Os documentos regulamentares oficiais do Klina não listam a diabetes como uma contraindicação ou precaução específica para a sua utilização. As contraindicações focam-se habitualmente em alergias e certas condições intestinais.


P: É possível desenvolver tolerância ao Klina ao longo do tempo?

O Klina contém peróxido de benzoílo especificamente porque utiliza um mecanismo não antibiótico para tratar a condição. Esta estratégia de combinação é definida nos documentos oficiais como tendo o intuito de abordar o risco de desenvolvimento de resistência bacteriana ao componente da clindamicina.


P: O Klina aparece num teste de drogas padrão?

Devido à sua via de administração tópica, a absorção sistémica de ambos os ingredientes ativos está documentada como sendo mínima. Como resultado, não se espera que os componentes sejam detetados em testes de drogas, dada a absorção sistémica mínima.


P: O Klina causa alterações no humor ou ansiedade?

Os documentos regulamentares oficiais do Klina não listam alterações no humor ou ansiedade entre os efeitos secundários comuns, pouco comuns ou graves comunicados em ensaios clínicos. Os efeitos secundários mais comuns são reações físicas na pele.


P: Com que rapidez posso esperar ver o efeito total do Klina?

As informações oficiais para o doente aconselham que atingir o efeito total pode levar várias semanas de utilização continuada. Embora possam ser observadas alterações mais cedo, o resultado terapêutico completo requer a aplicação contínua.


P: Quais são as restrições quanto a conduzir ou operar máquinas enquanto utilizo Klina?

Os documentos regulamentares oficiais do Klina não include avisos ou restrições específicas sobre a capacidade de conduzir ou operar máquinas. Isto é típico para medicamentos com efeitos sistémicos mínimos.


P: Qual é a fiabilidade da evidência científica que apoia a utilização do Klina?

O Klina recebeu aprovação regulamentar com base em ensaios clínicos, incluindo ensaios controlados e aleatorizados. A investigação demonstrou o seu efeito pretendido na gestão do acne vulgar.


P: O Klina é metabolizado pelo fígado?

O componente de peróxido de benzoílo é convertido em ácido benzoico na pele e depois eliminado pelo rim. Devido à absorção sistémica mínima de ambos os componentes, o metabolismo hepático não é um fator primário na via de eliminação do fármaco.
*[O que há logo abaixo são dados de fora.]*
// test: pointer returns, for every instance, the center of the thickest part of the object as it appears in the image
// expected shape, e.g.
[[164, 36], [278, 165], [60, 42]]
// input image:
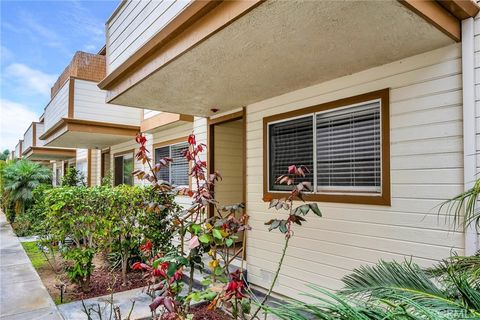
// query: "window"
[[177, 172], [344, 144], [123, 169]]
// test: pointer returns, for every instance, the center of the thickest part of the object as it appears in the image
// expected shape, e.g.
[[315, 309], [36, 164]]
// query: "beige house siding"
[[57, 107], [81, 162], [477, 96], [38, 142], [229, 162], [127, 146], [89, 104], [426, 168], [28, 138], [134, 24], [57, 165], [95, 168], [176, 132]]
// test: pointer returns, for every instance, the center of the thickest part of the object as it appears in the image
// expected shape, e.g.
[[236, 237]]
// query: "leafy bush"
[[31, 222], [76, 213], [103, 218], [19, 179], [73, 178]]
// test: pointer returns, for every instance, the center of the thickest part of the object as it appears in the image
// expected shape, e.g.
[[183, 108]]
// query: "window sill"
[[379, 199]]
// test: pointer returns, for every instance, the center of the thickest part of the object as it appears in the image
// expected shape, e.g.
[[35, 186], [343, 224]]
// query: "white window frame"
[[330, 190], [170, 166]]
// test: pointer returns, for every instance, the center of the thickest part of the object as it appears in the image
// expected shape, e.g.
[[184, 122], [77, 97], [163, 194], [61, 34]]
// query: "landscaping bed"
[[103, 279]]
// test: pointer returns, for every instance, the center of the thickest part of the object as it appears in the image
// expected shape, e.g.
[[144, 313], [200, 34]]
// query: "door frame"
[[211, 153]]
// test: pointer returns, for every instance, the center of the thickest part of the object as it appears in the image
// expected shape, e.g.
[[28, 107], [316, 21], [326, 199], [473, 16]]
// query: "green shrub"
[[73, 178], [113, 219], [31, 222], [77, 213], [19, 179], [156, 225]]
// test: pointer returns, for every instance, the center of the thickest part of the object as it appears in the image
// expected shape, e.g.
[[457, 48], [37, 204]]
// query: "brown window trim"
[[121, 154], [383, 198], [169, 143]]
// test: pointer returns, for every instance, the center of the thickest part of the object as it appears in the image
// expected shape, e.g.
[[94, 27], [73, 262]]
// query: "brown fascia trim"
[[210, 16], [88, 126], [85, 66], [462, 9], [117, 9], [20, 142], [163, 119], [89, 167], [62, 152], [445, 15]]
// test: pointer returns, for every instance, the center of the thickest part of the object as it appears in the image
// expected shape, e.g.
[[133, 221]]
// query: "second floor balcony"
[[33, 148], [77, 115]]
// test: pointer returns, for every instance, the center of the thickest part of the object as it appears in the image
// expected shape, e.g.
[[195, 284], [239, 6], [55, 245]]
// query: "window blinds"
[[177, 172], [346, 154], [160, 153], [348, 148], [179, 166], [118, 178], [291, 142], [128, 169]]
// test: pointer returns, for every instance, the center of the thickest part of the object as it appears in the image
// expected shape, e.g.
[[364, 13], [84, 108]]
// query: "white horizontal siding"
[[40, 130], [28, 138], [173, 133], [135, 23], [477, 96], [17, 151], [126, 146], [150, 113], [89, 104], [426, 168], [57, 108], [96, 168], [82, 155]]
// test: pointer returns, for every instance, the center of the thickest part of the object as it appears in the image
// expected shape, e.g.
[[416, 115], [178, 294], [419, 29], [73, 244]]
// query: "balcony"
[[77, 115], [154, 121], [34, 149], [134, 22], [229, 54], [18, 150]]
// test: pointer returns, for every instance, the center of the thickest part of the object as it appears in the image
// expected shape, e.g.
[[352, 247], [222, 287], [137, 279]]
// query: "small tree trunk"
[[124, 269], [85, 284]]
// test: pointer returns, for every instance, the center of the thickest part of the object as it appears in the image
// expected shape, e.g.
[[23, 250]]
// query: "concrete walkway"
[[22, 293]]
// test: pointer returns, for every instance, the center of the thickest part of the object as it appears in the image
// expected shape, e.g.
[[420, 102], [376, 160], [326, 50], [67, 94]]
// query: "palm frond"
[[463, 207], [388, 276]]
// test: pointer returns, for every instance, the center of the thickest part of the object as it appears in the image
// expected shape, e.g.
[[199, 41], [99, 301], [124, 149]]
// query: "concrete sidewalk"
[[22, 293]]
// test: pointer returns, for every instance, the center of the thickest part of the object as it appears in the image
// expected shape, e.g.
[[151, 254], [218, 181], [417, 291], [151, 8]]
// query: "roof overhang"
[[88, 134], [48, 153], [164, 121], [239, 52]]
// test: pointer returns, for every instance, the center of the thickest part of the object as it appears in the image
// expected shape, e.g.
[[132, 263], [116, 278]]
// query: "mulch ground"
[[103, 281], [203, 313]]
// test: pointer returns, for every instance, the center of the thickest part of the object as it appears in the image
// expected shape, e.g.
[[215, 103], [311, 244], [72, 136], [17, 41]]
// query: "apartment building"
[[378, 99]]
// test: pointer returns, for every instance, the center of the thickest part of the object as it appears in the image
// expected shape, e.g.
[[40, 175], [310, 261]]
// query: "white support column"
[[469, 130]]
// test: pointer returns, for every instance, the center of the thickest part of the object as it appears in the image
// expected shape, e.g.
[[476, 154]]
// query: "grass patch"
[[35, 255]]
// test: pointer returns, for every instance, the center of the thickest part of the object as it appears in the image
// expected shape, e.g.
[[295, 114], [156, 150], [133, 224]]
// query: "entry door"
[[228, 158]]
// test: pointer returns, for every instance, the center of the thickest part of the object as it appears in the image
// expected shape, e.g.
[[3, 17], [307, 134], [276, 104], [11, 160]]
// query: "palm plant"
[[20, 179], [392, 290], [464, 207]]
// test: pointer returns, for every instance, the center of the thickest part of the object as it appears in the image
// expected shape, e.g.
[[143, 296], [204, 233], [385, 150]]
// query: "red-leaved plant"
[[199, 231], [208, 228]]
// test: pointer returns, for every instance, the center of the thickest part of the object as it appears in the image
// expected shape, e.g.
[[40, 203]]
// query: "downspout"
[[469, 130]]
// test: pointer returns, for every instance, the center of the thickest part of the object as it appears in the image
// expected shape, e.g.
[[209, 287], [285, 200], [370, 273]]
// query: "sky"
[[37, 41]]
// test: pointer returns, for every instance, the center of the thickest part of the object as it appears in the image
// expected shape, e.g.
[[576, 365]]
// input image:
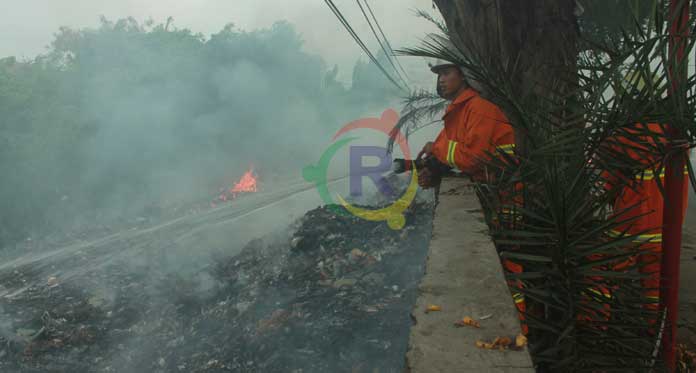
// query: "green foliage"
[[549, 208], [128, 115]]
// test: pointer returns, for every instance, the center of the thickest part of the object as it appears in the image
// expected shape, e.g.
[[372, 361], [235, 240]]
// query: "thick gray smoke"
[[131, 120]]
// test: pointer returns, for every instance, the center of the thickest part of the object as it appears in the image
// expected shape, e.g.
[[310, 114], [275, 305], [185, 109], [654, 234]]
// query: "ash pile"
[[333, 296]]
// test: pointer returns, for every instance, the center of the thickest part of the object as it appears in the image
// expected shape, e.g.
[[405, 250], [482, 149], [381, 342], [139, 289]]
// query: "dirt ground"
[[687, 311]]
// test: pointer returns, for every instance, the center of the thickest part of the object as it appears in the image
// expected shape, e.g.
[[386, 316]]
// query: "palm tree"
[[549, 207]]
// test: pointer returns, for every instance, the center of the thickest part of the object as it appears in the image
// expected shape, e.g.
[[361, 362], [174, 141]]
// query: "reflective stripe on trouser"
[[650, 265], [517, 297], [451, 148]]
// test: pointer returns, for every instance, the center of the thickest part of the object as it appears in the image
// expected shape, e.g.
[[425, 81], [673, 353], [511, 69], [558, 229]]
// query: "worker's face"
[[449, 82]]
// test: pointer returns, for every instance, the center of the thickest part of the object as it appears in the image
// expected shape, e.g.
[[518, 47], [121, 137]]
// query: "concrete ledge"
[[464, 277]]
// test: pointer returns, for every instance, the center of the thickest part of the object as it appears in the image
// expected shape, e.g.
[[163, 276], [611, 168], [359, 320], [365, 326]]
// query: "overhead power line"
[[357, 39], [387, 53], [369, 8]]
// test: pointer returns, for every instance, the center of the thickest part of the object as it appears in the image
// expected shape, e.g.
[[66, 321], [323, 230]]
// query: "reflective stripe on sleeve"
[[450, 153], [507, 148]]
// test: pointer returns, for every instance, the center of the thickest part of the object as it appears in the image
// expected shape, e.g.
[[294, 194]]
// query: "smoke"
[[130, 120]]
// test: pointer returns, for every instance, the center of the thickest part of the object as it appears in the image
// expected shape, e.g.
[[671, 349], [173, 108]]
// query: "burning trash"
[[338, 300], [247, 184]]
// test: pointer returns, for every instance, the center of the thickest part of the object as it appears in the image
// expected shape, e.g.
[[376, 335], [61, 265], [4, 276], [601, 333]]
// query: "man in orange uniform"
[[474, 129], [643, 201]]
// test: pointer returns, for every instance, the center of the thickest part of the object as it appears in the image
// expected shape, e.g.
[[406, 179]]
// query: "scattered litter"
[[467, 321], [503, 343]]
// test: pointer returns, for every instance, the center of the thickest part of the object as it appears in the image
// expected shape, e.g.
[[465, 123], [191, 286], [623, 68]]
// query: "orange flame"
[[246, 184]]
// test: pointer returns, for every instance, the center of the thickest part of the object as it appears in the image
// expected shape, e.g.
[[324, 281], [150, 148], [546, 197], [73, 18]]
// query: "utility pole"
[[675, 200]]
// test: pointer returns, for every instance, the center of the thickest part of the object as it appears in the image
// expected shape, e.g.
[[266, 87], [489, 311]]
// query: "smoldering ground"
[[119, 138]]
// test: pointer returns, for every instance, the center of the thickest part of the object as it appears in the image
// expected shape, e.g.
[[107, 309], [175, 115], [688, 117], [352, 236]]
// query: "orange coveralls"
[[647, 203], [475, 128]]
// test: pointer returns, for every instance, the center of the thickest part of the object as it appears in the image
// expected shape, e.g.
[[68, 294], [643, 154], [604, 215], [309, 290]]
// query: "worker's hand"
[[425, 178], [426, 151]]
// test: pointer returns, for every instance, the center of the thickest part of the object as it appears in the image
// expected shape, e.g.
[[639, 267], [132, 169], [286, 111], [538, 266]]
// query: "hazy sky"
[[27, 27]]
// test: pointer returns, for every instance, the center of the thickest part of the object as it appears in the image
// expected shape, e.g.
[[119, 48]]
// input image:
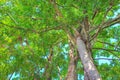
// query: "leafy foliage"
[[30, 29]]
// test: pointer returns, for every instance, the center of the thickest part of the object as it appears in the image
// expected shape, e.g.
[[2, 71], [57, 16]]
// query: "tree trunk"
[[71, 75], [86, 59]]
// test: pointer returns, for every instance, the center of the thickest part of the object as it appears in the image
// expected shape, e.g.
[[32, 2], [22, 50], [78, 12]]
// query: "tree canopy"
[[37, 37]]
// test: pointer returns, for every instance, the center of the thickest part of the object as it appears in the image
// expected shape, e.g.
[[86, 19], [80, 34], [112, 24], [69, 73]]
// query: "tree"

Como Klina deve ser armazenado e descartado?

Como conservar e eliminar Klina

O Klina (gel para uso tópico de fosfato de clindamicina e peróxido de benzoílo) deve ser conservado a uma temperatura ambiente controlada, definida entre os 20°C e os 25°C, sendo aceitáveis desvios de temperatura permitidos. É fundamental não congelar o produto, dado que o congelamento pode comprometer a estabilidade do gel. O recipiente deve ser mantido bem fechado na sua embalagem original quando não estiver a ser utilizado.

Por motivos de estabilidade, as normas oficiais de rotulagem exigem que o gel seja eliminado 60 dias após a sua primeira abertura. Para garantir a segurança, o Klina deve ser guardado fora da vista e do alcance das crianças.

O produto não utilizado ou com o prazo de validade expirado deve ser eliminado de acordo com os regulamentos locais de resíduos farmacêuticos. Não deite o medicamento na sanita nem o verta por um ralo; em vez disso, utilize um programa de recolha de medicamentos, se disponível.

Atenção! Sempre consulte um médico ou farmacêutico antes de usar pílulas ou medicamentos.